Fact is stranger than fiction. A good biography beats a good story any day, but to write a good biography an author needs not only an interesting subject and a degree of empathy but also a good supply of both primary and secondary sources to draw from. In The Real Mrs Beeton, The Story of Eliza Acton Sheila Hardy has made a brave attempt to breath life into the woman credited with being the best cookery writer in the English language but sadly the real Ms Acton eludes her. To be fair this is not entirely Sheila Hardy's fault. Eliza Acton left no diaries or letters, not even a will, to posterity, no written record of her life at all other than the poems she published and her books Modern Cookery and The English Bread Book. Of her family and friends no one has left more than a fleeting glimpse of their association with her.


A sympathetic reader of Modern Cookery would picture Eliza as thorough and precise; an intelligent, well educated and well read woman of her time, not lacking in a sense of humour, with a lively interest in the world around her and a wide circle of friends and acquaintances. Self evidently she was also interested in food and eating and the principles of household economy. Unfortunately, despite a valiant, but not altogether satisfactory, effort to place Eliza in context and to put flesh on the bones of her family and friends (running to more than 200 pages!), Sheila Hardy can add little to that picture. There just isn't enough hard evidence to do more than hedge around what little information is verifiable with 'perhaps' this, 'it is likely' that or 'one could assume'/'we can imagine' the other.

This is a shame because Eliza did mix with some interesting people, just how, why, when and where remains a mystery.
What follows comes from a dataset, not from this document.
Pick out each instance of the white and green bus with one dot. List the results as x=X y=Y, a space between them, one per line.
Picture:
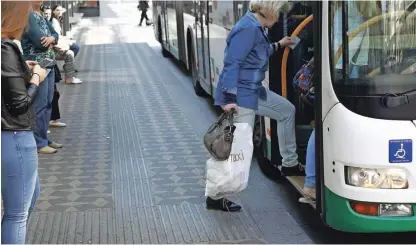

Who was the love of her life (an unknown Frenchman?), why did she go to France (for the sake of her health?), did she have an illegitimate daughter (probably not - well not one that survived) will have to remain questions open to speculation.

For me the biggest puzzle is why Eliza thought to write a recipe book in the first place. What motivated her to devote ten years of her life to a cookery book? What experience did she have of the kitchen? Hardy suggests that the recipes were most likely tested by her servant Ann Kirby but Eliza must at least have spent many hours observing and taking notes and the details in some cases are so exact that surely Eliza had hands-on experience of her own. Was it her publisher who suggested the idea of a cookery book and if so why did he think Eliza was the person to write it? Sheila Hardy asks this question herself but fails to provide a satisfactory answer. Perhaps Eliza was urged by her friends to make a record of her recipes. Hardy presents some evidence that Acton openly solicited her friends for recipes to include but it seems to me unlikely that she only started to collect them once she had made up her mind to write a cookery book.

In the end I suppose the whys and wherefores don't really matter, we should just be thankful that Eliza staked her future on recipes and not rhymes.
 
Sheila Hardy, The Real Mrs Beeton. The Story of Eliza Acton, The History Press, Stroud, 2011.